The District Court in Lod today (Wednesday) accepted the state's position and rejected the appeal of Nasser Abu Khamid against the parole board's decision not to grant his request for early release.
Abu Khamid was convicted for the murders the couple Rabbi Binyamin and Talia Kahane, Gadi Rajwan and a number of other Israelis.
His release was requested, despite the seven life sentences plus 50 years he was sentenced to, due to his terminal illness.
The parole board rejected his request on October 6, after determining that it did not have the authority to consider releasing him. The board added that it would have rejected his request for early release even if had the authority to consider the matter.
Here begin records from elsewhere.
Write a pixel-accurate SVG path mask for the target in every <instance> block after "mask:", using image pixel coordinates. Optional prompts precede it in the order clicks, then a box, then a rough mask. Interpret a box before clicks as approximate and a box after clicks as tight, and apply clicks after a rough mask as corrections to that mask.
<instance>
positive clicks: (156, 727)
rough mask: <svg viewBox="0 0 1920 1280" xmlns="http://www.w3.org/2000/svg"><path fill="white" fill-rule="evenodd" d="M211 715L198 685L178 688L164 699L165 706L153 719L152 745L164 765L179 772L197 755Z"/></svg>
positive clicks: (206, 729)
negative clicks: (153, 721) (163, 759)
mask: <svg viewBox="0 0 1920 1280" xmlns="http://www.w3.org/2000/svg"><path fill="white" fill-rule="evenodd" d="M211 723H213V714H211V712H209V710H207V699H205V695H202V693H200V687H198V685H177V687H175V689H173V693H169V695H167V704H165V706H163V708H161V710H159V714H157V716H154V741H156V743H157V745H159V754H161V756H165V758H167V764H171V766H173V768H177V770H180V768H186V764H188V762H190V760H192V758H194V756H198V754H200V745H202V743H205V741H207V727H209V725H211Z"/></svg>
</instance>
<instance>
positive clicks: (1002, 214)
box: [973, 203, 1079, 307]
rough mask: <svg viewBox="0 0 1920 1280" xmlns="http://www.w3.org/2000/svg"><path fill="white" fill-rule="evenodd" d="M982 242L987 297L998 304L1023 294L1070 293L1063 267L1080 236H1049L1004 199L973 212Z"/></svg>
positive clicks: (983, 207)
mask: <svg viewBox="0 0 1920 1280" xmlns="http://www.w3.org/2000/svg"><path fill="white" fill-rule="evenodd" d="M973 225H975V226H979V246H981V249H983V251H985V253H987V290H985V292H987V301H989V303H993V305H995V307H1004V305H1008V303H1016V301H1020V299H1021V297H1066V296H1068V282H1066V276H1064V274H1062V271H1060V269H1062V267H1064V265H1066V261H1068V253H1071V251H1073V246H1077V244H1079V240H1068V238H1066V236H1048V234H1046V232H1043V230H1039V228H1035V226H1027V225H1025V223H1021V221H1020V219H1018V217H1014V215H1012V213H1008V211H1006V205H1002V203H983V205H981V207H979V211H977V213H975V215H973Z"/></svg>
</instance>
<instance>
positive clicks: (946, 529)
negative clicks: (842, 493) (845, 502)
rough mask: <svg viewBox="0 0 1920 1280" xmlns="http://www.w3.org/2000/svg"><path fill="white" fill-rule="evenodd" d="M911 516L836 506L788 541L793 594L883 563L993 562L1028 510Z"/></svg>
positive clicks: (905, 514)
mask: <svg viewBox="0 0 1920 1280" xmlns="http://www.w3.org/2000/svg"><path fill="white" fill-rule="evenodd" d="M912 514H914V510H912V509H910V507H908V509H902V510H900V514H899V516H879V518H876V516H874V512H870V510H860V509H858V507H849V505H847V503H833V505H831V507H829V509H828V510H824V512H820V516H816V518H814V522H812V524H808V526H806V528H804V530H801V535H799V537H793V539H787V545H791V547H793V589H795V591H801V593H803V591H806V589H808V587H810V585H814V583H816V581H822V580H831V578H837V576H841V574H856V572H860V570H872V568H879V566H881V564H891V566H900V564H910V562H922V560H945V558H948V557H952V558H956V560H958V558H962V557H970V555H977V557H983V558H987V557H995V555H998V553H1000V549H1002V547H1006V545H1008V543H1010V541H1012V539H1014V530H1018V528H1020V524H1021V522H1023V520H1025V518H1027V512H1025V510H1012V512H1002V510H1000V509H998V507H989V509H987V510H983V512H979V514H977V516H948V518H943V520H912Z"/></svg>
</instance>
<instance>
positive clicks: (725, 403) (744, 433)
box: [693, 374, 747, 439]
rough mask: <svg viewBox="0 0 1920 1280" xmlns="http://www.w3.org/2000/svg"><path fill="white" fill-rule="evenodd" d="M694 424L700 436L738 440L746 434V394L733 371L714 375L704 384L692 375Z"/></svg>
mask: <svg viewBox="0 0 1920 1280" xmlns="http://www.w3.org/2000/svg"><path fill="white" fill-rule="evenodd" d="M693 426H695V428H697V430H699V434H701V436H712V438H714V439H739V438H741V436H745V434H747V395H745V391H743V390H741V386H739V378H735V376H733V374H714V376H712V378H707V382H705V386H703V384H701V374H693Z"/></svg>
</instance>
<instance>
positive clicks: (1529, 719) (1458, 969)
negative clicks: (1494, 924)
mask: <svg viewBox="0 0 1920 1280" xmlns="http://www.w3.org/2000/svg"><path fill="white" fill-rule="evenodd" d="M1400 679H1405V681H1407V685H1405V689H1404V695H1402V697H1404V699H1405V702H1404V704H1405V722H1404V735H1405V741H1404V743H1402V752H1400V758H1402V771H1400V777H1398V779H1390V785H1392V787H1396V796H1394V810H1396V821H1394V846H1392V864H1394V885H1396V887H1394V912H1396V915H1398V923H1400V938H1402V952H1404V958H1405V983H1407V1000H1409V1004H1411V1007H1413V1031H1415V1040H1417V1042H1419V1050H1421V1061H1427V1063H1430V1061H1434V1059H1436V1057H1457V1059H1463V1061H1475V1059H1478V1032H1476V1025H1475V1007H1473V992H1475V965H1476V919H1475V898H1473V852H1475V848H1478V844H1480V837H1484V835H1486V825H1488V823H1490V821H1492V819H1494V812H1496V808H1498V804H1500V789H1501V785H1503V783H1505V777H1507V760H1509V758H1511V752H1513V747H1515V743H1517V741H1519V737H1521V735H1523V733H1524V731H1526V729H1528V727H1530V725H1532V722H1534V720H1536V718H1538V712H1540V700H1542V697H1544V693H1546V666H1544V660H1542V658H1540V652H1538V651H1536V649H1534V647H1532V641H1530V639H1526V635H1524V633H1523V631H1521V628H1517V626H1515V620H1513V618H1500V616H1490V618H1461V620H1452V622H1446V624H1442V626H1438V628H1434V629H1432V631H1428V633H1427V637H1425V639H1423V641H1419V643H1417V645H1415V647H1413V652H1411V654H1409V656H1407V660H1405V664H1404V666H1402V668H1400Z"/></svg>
Prior to the hearing, the families submitted a position paper to the parole board, through attorney Ofir Steiner and attorney Haim Bleicher from the Honenu organization, in which they demanded that the terrorist's sentence not be shortened. The representatives of the families attached personal letters to the position paper, in which they revealed the agony the families went through, and the pain they felt when they heard about the hearing being scheduled.
"We have 6 children left, fatherless and motherless, between the ages of two months and 14. This terrible trauma is not forgotten or erased. In a world where justice, truth and morality come first, there is no justification to be merciful to that terrorist in the face of the law, the trauma, the loneliness, the deep pain, the sense of loss - I carry to this day," wrote one of the family's daughters in a letter to the parole board.